Alors que l’Inde a rebondi après la récession pour devenir la grande économie à la croissance la plus rapide au monde, cela n’a pas entraîné une forte augmentation de la création d’emplois.
Plus d’un million d’Indiens atteignent l’âge de travailler chaque mois, selon le groupe de recherche Center for Monitoring Indian Economy. Alors que le taux de chômage du pays était de 7,7% en juin, le CMIE a déclaré que la part des Indiens en âge de travailler dans la population active était tombée en dessous de la moitié.
Le gouvernement de Modi a annoncé des modifications au programme de recrutement pour tenter d’apaiser les manifestants, notamment en augmentant la limite d’âge des candidats à 23 ans pour cette année et en réservant des postes dans la Garde côtière et ailleurs aux anciennes recrues.
Le recrutement militaire en Inde est très compétitif.

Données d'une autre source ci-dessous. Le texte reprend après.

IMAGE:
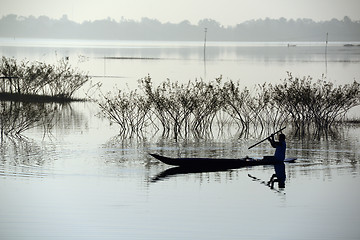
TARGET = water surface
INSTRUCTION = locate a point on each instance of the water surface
(82, 181)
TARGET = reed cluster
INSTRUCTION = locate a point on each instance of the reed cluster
(17, 117)
(197, 106)
(37, 78)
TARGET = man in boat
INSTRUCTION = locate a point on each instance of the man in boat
(279, 157)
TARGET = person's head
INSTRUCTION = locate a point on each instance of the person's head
(282, 137)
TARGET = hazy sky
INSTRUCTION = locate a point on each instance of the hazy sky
(227, 12)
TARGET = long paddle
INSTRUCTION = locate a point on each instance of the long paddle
(266, 138)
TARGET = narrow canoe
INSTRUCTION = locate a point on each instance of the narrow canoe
(225, 163)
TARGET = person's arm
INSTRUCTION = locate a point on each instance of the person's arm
(272, 141)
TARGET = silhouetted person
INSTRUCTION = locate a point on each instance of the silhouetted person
(279, 157)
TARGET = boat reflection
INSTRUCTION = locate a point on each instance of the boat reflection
(170, 172)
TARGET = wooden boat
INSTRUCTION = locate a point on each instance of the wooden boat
(218, 163)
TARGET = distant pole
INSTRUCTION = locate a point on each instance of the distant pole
(205, 45)
(205, 54)
(327, 39)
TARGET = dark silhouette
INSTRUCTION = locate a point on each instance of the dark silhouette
(279, 156)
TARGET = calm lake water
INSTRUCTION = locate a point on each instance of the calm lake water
(82, 181)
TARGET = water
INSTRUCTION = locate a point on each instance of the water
(81, 181)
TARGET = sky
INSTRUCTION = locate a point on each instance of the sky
(226, 12)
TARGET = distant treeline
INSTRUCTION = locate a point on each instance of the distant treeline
(13, 26)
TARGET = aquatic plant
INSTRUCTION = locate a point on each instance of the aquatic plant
(17, 117)
(128, 110)
(195, 107)
(37, 78)
(317, 103)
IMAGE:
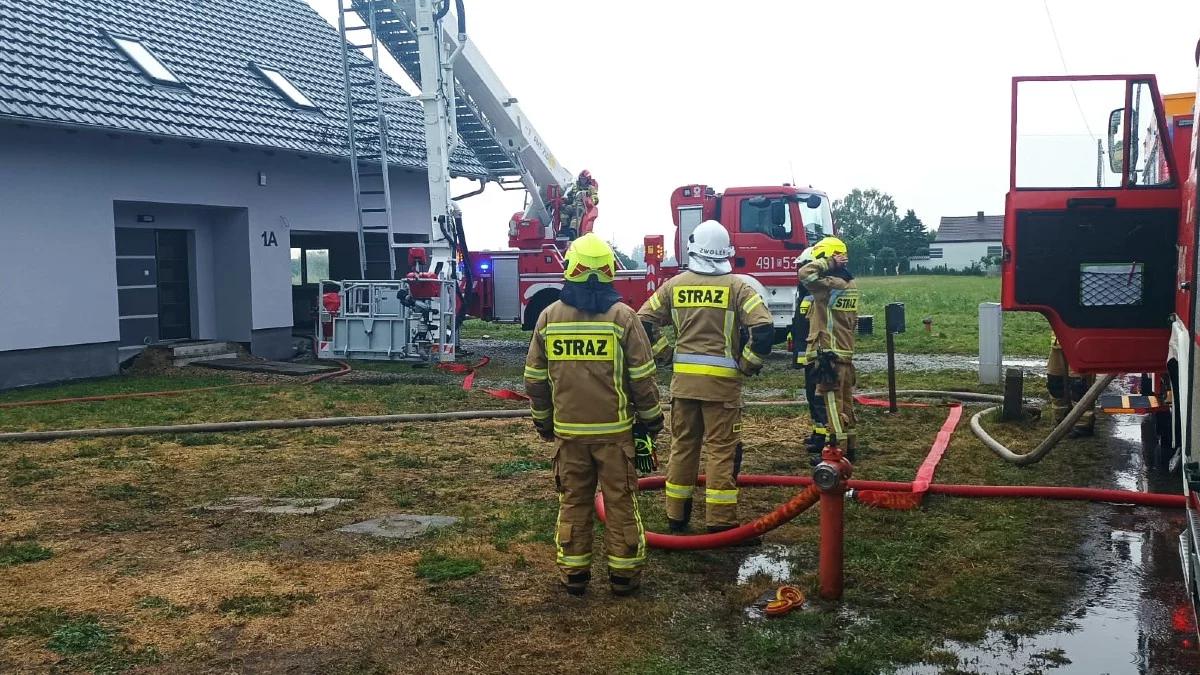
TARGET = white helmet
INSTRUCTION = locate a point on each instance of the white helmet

De jeunes hommes vêtus de gilets et de shorts blancs peuvent être aperçus courant le long des routes rurales tôt le matin ou tard le soir pour se préparer au processus de sélection.
“Le rêve de notre vie a été ruiné par le gouvernement”, a déclaré un aspirant militaire du Bihar à la chaîne NDTV, tandis qu’un autre a déclaré : “Après quatre ans, nous ne serons plus connus comme des guerriers du feu, nous porterons la stigmatisation d’être des guerriers rejetés”.